The Little Rickshaw
For generations of Adelaideans, the annual pilgrimage down Main South Road to Aldinga for family holidays has been a rite of summer. This cosy recent addition, however, is several cuts above a run to the chip shop.
The food menu is just as easy to navigate, with Vietnamese favourite split into small and large share plates. When the salt ‘n’ pepper eggplant arrives, it’s clear why it’s a favourite. Thin strips of eggplant so soft they’re almost liquefied are encased in a cocoon of crunchy golden batter and the contrast in texture is immensely satisfying. The oily vegetable is slightly sweet and there’s a hint of spice to the batter that makes the chips disappear dangerously quickly. Unfortunately both flavours are subtle enough that they’re overpowered by the thick drizzle of creamy black sesame and five spice aioli – next time I’d order it on the side as a dipping sauce.

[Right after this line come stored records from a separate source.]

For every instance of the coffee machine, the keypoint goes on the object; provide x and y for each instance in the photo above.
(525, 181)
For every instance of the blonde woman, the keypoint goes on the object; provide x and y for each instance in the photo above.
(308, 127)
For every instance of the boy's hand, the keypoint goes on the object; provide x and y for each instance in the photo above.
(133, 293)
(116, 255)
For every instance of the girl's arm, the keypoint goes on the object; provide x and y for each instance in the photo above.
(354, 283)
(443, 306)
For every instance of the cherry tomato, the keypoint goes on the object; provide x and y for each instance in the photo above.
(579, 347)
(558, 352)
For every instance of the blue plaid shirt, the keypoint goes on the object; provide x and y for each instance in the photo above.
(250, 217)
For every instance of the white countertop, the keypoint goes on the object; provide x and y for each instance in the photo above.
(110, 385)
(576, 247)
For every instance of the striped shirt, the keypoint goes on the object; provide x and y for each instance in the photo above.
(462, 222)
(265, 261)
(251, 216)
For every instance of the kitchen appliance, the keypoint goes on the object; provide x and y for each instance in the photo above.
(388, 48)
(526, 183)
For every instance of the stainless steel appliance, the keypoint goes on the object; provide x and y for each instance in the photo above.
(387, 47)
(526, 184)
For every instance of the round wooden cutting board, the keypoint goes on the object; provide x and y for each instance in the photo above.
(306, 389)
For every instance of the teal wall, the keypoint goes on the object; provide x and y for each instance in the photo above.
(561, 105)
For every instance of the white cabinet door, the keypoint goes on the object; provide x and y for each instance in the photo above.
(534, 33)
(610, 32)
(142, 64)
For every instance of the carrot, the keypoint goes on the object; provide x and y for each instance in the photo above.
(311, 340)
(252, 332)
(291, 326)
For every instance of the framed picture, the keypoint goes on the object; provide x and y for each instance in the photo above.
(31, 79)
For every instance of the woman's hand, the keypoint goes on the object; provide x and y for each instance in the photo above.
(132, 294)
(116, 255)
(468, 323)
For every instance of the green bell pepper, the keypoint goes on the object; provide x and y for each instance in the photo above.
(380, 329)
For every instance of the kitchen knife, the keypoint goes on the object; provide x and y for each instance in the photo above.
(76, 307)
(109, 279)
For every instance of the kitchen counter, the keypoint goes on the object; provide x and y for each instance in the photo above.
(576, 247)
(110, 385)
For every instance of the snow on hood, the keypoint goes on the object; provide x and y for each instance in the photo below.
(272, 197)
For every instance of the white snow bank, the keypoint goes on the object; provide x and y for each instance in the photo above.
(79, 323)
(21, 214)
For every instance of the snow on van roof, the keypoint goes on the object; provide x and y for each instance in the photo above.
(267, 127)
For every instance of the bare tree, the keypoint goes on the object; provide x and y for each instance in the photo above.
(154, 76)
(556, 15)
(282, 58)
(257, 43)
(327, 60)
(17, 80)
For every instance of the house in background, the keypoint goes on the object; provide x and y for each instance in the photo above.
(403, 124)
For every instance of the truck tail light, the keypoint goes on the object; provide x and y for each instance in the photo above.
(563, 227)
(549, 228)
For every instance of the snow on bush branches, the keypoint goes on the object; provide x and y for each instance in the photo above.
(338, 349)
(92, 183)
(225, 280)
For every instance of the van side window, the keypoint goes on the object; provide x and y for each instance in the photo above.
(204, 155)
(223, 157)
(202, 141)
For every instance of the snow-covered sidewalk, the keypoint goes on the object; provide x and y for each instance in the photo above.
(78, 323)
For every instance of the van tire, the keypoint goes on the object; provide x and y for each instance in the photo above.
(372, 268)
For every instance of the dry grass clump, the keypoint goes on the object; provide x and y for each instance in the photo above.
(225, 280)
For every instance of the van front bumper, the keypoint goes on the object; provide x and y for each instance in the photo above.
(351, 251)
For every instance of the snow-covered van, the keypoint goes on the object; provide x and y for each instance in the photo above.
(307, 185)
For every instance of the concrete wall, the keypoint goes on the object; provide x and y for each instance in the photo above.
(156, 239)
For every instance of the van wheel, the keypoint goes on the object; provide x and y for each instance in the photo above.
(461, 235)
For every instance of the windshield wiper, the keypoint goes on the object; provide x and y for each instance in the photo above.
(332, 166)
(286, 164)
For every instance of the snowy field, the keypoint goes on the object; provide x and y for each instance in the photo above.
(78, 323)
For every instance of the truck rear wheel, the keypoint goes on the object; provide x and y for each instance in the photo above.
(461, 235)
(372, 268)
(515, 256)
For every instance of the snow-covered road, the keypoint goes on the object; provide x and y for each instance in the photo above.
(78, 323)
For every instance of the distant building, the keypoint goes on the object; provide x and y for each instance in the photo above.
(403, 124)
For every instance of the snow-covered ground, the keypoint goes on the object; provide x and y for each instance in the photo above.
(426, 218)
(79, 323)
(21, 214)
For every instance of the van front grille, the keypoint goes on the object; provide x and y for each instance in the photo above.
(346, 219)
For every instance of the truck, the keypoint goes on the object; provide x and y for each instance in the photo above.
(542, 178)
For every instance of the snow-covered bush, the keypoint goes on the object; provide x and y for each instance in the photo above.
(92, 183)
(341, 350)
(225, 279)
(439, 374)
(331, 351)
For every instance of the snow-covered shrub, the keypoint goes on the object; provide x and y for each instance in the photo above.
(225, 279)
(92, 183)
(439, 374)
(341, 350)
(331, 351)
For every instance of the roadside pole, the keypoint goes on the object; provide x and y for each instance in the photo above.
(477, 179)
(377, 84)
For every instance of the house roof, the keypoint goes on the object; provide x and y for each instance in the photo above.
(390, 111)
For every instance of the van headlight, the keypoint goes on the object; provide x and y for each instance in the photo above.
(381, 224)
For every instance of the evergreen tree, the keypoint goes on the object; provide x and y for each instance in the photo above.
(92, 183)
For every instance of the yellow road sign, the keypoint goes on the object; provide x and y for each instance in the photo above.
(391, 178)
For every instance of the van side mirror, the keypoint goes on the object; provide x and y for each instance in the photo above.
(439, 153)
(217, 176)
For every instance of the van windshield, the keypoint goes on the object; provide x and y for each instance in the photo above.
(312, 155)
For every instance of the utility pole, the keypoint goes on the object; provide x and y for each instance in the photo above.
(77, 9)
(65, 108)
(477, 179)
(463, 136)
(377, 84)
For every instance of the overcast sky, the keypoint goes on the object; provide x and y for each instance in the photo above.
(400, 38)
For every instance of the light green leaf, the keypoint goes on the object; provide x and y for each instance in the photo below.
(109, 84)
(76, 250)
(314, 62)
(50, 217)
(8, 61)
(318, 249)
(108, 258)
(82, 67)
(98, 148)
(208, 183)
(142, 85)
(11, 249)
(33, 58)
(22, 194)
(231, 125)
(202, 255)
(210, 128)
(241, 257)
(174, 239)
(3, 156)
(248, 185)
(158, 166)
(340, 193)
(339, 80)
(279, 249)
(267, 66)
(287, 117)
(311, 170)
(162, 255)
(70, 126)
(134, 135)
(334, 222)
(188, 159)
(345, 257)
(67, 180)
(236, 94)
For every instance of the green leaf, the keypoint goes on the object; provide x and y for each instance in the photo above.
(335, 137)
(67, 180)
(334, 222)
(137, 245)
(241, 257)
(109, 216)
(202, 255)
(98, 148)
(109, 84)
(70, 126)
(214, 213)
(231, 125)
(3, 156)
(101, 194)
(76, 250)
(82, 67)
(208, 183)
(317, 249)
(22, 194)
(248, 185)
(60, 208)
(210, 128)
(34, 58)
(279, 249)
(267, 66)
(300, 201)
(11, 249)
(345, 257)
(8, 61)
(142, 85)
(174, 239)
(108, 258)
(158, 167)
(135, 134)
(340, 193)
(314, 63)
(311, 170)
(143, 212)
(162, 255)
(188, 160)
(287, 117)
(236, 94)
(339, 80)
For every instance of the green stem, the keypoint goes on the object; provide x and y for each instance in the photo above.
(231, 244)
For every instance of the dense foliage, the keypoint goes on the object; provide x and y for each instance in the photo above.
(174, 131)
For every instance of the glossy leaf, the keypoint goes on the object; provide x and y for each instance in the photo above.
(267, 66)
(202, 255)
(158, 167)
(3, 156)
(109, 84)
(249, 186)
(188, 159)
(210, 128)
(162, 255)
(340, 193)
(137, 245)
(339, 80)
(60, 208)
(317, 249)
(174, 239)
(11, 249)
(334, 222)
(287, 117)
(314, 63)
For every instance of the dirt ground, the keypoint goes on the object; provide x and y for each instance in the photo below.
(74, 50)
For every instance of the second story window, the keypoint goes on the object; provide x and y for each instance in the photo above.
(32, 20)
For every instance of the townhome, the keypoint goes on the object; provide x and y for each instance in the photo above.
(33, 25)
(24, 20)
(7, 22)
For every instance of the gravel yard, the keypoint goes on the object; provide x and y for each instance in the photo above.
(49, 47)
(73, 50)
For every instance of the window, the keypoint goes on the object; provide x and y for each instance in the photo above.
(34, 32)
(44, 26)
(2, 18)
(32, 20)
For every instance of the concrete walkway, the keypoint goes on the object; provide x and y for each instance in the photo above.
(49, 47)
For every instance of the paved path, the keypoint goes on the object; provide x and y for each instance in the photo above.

The plates arrive in quick succession and the prawn dumplings are stuffed almost to bursting point. They’re plump and juicy, filled with large chunks of chopped up crustacean that carry a memory of seawater in the sweet flesh. The minced mushroom potstickers (one of several vegan options) are equally generous, with a strong Japanese influence in the topping of fried enoki mushrooms and accompanying miso and ponzu sauce. Each serving has four of the amply proportioned dumplings and they’re deceptively filling; three small plates and one large one is plenty for two people.
Our selection from the Big Bites section lives up to its name. Thickly cut slabs of roast pork belly are piled into a giant pyramid, the flesh glistening beneath a layer of crackling pitted by small bubbles. When I excavate the green papaya and mint salad from beneath a layer of ground roasted peanuts, it emerges with a burst of freshness and breaks between my teeth with a satisfying crunch. Square mats of vermicelli and a bowl of sharp nước chấm that cuts through the fat round out the plate, which lends itself to being eaten in a very leisurely manner. I’m surprised to realise that we’ve been sitting for almost two hours by the time we finish, and the relaxed service means that I don’t feel rushed at any point.
The Little Rickshaw hits the sweet spot between the destination dining offerings that dot McLaren Vale and the takeaway joints along Aldinga’s esplanade. It’s a welcome addition to the local dining scene and deservedly popular – just book ahead if the weather forces everyone inside, and don’t be surprised if you stay longer than planned.